PLUSIEURS FAMILLES DE COMPOSANTS
Le syndicat professionnel rappelle notamment que plusieurs familles sont regroupées sous le vocable « composants électroniques » : composants actifs (semi-conducteurs), composants passifs (inductances, condensateurs, résistances), composants électromécaniques (claviers, relais, contacteurs, convertisseurs, oscillateurs, etc.), circuits imprimés (PCB) et connecteurs. Chacune de ces grandes familles présente des spécificités technologiques (matières premières, mutations technologiques), économiques (marchés prédominants, concurrence internationale) et industrielles (niveaux d'investissement et de rentabilité, localisations des sites de production) qui requièrent une analyse différenciée dans la recherche des causes de pénuries. Mais ces familles de composants sont également soumises à des facteurs communs devant l'émergence et les mutations profondes de certains marchés (véhicule électrique, santé, industrie des loisirs) susceptibles de bouleverser les mix-produits (nouvelles technologies impliquant des transferts de production, des phases de qualification, etc.), et face à des phénomènes géopolitiques ou climatiques (Brexit, tremblements de terre, etc.) qui peuvent affecter la chaîne de production mais également la logistique. Il faut donc éviter de globaliser les analyses et les stratégies devant une telle diversité de facteurs, souligne Acsiel.
L'industrie des composants nécessite une innovation de forte intensité, souvent sollicitée par des applications grand public de gros volumes, qui conduit à des montées en cadence difficiles à anticiper.

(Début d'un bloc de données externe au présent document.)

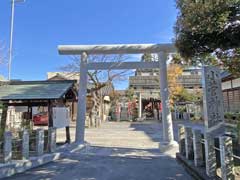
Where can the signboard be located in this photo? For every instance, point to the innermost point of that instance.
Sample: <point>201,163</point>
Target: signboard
<point>61,117</point>
<point>212,99</point>
<point>21,109</point>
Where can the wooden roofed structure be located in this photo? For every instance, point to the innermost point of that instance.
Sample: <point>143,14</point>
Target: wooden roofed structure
<point>37,93</point>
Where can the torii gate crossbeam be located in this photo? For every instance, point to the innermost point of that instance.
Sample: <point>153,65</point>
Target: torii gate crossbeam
<point>84,50</point>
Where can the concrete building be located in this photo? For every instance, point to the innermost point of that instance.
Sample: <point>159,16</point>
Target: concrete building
<point>146,83</point>
<point>231,92</point>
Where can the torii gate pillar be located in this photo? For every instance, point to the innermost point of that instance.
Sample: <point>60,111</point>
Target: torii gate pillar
<point>82,94</point>
<point>166,113</point>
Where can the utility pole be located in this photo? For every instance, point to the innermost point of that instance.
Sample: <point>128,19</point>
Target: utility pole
<point>11,36</point>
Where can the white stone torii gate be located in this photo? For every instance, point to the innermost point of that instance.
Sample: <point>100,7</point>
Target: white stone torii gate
<point>84,50</point>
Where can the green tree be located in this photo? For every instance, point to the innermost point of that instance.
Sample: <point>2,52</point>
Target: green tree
<point>209,30</point>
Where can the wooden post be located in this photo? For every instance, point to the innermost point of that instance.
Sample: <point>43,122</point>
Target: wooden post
<point>52,139</point>
<point>50,119</point>
<point>68,137</point>
<point>40,142</point>
<point>7,152</point>
<point>25,145</point>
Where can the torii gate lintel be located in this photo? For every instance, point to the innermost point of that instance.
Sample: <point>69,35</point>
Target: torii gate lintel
<point>84,50</point>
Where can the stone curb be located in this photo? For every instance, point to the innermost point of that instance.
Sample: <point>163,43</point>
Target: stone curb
<point>196,172</point>
<point>19,166</point>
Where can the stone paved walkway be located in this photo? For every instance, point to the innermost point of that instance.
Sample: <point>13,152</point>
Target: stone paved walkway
<point>116,151</point>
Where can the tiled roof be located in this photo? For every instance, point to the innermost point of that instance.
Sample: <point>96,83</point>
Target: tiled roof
<point>35,90</point>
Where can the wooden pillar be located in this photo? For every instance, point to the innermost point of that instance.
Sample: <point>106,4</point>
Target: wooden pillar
<point>50,119</point>
<point>68,137</point>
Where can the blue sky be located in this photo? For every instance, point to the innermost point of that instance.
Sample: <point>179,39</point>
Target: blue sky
<point>41,25</point>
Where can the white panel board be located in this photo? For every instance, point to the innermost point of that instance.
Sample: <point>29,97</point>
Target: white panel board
<point>61,117</point>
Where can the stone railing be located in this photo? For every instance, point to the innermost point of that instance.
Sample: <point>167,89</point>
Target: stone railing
<point>200,150</point>
<point>39,138</point>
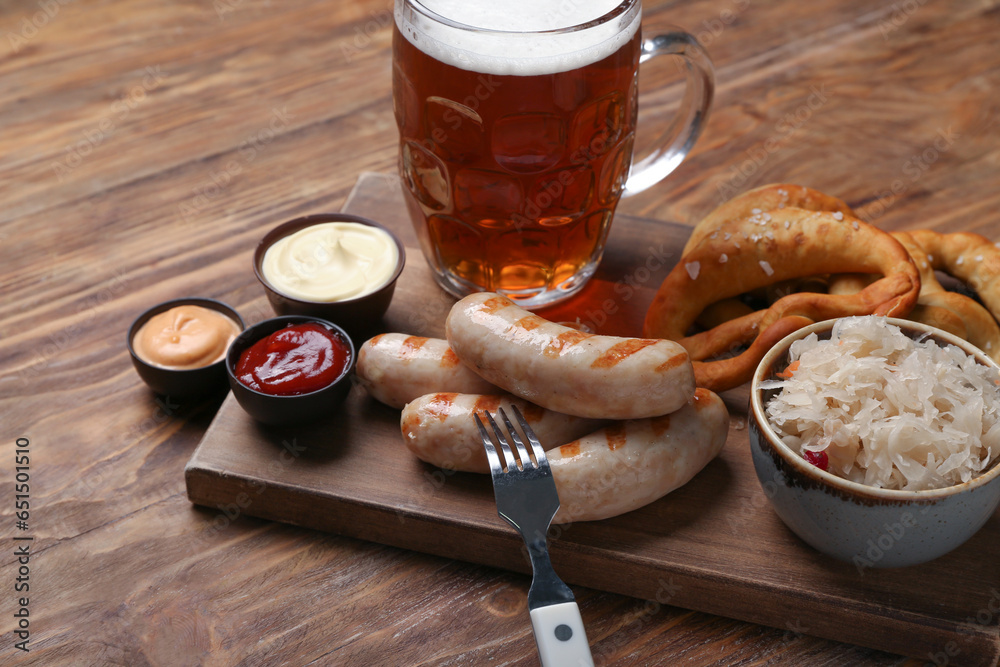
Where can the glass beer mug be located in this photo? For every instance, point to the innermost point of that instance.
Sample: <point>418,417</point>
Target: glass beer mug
<point>517,122</point>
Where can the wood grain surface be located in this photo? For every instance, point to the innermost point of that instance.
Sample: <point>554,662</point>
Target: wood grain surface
<point>145,147</point>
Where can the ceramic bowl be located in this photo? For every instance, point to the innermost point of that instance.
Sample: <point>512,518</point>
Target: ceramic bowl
<point>859,524</point>
<point>299,408</point>
<point>175,383</point>
<point>358,315</point>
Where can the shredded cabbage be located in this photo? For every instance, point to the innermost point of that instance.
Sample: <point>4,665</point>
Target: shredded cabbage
<point>888,411</point>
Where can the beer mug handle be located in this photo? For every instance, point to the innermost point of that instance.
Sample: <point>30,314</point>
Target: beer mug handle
<point>677,141</point>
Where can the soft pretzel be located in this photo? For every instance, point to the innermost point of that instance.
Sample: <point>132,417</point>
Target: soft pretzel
<point>748,254</point>
<point>963,255</point>
<point>760,201</point>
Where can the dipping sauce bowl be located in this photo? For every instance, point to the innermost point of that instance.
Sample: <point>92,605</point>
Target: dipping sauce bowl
<point>188,382</point>
<point>269,408</point>
<point>359,314</point>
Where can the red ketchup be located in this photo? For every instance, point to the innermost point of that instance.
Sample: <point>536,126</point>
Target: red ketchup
<point>295,360</point>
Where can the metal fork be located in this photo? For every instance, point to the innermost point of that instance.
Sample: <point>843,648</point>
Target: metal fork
<point>527,499</point>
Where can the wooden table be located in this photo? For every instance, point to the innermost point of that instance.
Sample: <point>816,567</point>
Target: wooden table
<point>146,147</point>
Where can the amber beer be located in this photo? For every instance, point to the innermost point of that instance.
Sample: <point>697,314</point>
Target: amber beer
<point>512,178</point>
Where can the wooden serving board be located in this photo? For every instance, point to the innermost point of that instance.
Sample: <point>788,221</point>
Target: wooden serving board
<point>714,545</point>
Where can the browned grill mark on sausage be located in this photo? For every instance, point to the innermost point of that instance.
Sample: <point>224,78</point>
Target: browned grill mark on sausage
<point>449,359</point>
<point>486,403</point>
<point>700,398</point>
<point>616,436</point>
<point>410,347</point>
<point>529,322</point>
<point>672,362</point>
<point>494,304</point>
<point>570,449</point>
<point>660,425</point>
<point>621,351</point>
<point>440,405</point>
<point>564,341</point>
<point>532,412</point>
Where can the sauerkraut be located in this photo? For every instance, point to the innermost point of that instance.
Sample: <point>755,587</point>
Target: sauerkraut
<point>888,411</point>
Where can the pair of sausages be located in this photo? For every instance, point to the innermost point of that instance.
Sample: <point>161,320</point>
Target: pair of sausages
<point>569,385</point>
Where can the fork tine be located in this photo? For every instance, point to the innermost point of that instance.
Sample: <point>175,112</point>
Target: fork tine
<point>536,446</point>
<point>511,460</point>
<point>491,451</point>
<point>522,452</point>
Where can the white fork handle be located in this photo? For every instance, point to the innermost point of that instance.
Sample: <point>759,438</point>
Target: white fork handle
<point>559,634</point>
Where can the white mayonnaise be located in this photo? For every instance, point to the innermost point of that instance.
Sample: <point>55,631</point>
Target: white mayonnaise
<point>331,261</point>
<point>493,49</point>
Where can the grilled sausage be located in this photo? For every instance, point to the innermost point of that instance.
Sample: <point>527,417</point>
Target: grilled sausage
<point>440,428</point>
<point>569,371</point>
<point>397,368</point>
<point>630,464</point>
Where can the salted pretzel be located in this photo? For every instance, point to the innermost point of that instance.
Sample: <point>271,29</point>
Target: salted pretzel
<point>966,256</point>
<point>749,254</point>
<point>761,201</point>
<point>755,205</point>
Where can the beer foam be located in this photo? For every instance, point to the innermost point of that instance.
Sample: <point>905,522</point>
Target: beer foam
<point>497,50</point>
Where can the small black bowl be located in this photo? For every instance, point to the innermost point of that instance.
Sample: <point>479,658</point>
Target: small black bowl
<point>177,383</point>
<point>358,314</point>
<point>274,410</point>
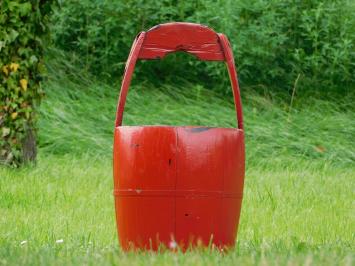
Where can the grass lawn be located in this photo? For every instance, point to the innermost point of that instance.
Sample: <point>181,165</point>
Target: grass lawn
<point>298,206</point>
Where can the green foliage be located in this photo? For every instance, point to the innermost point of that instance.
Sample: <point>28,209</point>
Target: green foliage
<point>274,41</point>
<point>78,117</point>
<point>22,31</point>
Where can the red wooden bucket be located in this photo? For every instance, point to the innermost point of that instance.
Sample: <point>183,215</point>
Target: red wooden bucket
<point>178,186</point>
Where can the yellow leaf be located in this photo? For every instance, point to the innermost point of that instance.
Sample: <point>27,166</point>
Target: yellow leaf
<point>14,66</point>
<point>5,70</point>
<point>23,83</point>
<point>14,115</point>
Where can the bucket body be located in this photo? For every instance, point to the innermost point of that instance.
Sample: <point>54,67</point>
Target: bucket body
<point>177,186</point>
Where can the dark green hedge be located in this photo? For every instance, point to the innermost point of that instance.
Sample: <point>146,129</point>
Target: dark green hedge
<point>274,41</point>
<point>23,29</point>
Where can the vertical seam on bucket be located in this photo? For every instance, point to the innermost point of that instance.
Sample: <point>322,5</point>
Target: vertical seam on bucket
<point>176,176</point>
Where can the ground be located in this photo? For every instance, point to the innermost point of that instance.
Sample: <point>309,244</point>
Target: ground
<point>298,201</point>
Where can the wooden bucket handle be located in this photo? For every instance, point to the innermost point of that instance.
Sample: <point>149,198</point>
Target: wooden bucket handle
<point>192,38</point>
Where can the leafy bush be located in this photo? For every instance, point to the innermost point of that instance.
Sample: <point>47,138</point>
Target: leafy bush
<point>274,41</point>
<point>22,28</point>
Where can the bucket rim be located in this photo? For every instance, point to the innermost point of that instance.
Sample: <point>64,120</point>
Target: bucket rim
<point>185,127</point>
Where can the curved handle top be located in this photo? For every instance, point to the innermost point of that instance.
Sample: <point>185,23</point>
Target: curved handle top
<point>192,38</point>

UNE CRISE MONDIALE ET CYCLIQUE
Si cette crise est particulièrement visible, c'est qu'elle présente un effet cumulatif rarement atteint. Connue pour être une industrie structurellement cyclique avec des investissements lourds, en particulier dans le secteur des semi-conducteurs, qui rendent difficile une bonne adéqua-tion permanente entre offre et demande, elle nécessite une innovation de forte intensité, souvent sollicitée par des applications grand public de gros volumes, qui conduit à des montées en cadence de plus en plus rapides et difficiles à anticiper (avec des critères de « time-to-market » de plus en plus exigeants). Cela implique des changements rapides de mix-produits et mix-technologies et la prolifération de produits dédiés difficilement interchangeables qui exigent des équipements, voire des usines différentes. Elle est enfin caractérisée par une obsolescence accélérée de technologies matures pour des marchés à forts volumes et cycles de vie courts. Cette obsolescence est destinée à reconvertir les capacités vers des technologies plus fines pour servir des marchés plus porteurs (5G, jeux vidéo, PC). Cette tendance dessert certains marchés, dont l'automobile qui travaille sur des cycles de vie beaucoup plus longs.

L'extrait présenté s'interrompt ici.